O dia seguinte foi cheio de tensão. Todos estavam ansiosos pela noite e o Scott mais ainda por ter a responsabilidade de encontrar a cura para Derek. Ele passou em minha casa antes de ir à casa dos Argent, tremendo de medo, mas assim que ele viu o estado do Derek, mudou de humor. Derek estava deitado em minha cama e, depois de 24 horas da ação do acônito em seu corpo, cada veia que saia do ferimento em direção ao coração estava sobressalente e de cor roxa ou esverdeada. O veneno estava seguindo e assim que atingisse seu coração, ele morreria.
Depois do que me pareceu uma hora meu celular tocou, era uma mensagem do Scott. Ele havia enviado uma foto com uma pequena caixa de madeira onde havia uma espécie de planta desenhada em prata. Ao ver aquele símbolo, lembrei automaticamente das fotos que encontrei assim que o Bruno me contou sobre a história dos lobisomens. Aquela era a imagem do acônito azul, uma wolfsbane poderosa que tinha o poder de matar lentamente um lobisomem. Liguei para o Scott, mas a ligação ia para a caixa de mensagem. Será que ele havia sido descoberto?

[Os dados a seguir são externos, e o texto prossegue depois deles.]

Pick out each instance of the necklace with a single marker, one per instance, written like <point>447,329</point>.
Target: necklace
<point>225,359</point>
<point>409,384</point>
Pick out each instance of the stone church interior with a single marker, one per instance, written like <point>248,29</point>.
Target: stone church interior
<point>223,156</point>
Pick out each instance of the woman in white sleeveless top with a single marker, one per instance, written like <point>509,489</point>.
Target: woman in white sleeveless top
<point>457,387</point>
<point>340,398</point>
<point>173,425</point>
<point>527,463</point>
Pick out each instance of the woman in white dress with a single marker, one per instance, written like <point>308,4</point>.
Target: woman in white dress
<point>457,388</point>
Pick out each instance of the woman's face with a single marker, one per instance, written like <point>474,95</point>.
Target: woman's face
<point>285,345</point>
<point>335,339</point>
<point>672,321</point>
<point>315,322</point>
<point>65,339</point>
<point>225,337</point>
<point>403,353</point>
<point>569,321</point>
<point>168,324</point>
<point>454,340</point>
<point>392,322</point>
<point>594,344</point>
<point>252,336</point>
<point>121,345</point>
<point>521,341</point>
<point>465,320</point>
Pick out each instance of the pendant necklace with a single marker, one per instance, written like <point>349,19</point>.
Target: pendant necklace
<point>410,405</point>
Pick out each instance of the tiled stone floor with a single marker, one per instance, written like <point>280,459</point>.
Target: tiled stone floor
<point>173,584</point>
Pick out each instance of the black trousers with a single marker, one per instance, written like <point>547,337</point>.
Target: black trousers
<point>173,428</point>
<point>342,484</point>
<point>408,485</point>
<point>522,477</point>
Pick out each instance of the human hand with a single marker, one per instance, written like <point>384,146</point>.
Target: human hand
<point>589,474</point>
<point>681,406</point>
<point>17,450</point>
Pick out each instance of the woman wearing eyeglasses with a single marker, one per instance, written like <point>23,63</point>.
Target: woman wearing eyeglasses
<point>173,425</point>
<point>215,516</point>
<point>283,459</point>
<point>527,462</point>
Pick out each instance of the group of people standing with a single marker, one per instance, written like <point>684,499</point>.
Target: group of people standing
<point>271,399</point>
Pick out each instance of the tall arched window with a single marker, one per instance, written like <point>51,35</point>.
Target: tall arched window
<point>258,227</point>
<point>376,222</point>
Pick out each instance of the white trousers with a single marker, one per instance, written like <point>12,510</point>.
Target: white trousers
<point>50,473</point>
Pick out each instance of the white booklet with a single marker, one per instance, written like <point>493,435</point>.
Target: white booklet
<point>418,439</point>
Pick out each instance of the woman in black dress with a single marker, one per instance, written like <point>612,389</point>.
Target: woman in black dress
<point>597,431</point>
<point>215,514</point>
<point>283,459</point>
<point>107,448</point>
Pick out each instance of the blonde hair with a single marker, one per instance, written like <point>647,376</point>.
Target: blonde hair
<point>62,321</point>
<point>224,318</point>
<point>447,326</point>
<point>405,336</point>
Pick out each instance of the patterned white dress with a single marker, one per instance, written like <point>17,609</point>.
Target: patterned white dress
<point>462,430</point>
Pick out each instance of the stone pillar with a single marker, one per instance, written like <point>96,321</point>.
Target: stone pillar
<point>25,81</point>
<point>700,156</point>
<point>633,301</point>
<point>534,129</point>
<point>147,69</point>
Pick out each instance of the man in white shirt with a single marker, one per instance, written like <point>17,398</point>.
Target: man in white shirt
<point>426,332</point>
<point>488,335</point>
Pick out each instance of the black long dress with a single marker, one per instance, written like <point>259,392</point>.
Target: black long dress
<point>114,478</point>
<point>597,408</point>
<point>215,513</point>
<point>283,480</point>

Tentei contatá-lo mais três vezes e então resolvi procurá-lo. Peguei o casaco e desci correndo a escada. Ao abrira porta, encontrei ele ofegante a minha espera. “Scott! Pensei que havia sido descoberto.” “Quase... Allison... história...” ele ofegava entre uma palavra e outra. “A caixa, seja o que for que estava dentro dela, é o eu nós precisamos.” “Aqui.” Ele respondeu tirando do bolso uma bala comprida. Tomei a bala de sua mão e subi correndo. Styles, que havia ficado para cuidar do Derek, estava com um facão sobre seu braço, prestes a cortá-lo. “O que porra é isso, Styles?” “Foi ele que mandou. Disse que não ia dar tempo.” “Já deu!” respondi mostrando a bala. Abri a cápsula e lá estava um pó azul. Despejei sobre a minha escrivaninha e pedi para o Derek ficar de pé. Peguei o isqueiro e queimei a substância e depois coloquei no ferimento e mantive pressionando com o dedo bem fundo na ferida. Ele gritava de dor e se debatia, mas pouco tempo depois as veias foram desaparecendo e Derek assumia sua cor normal. Estava curado.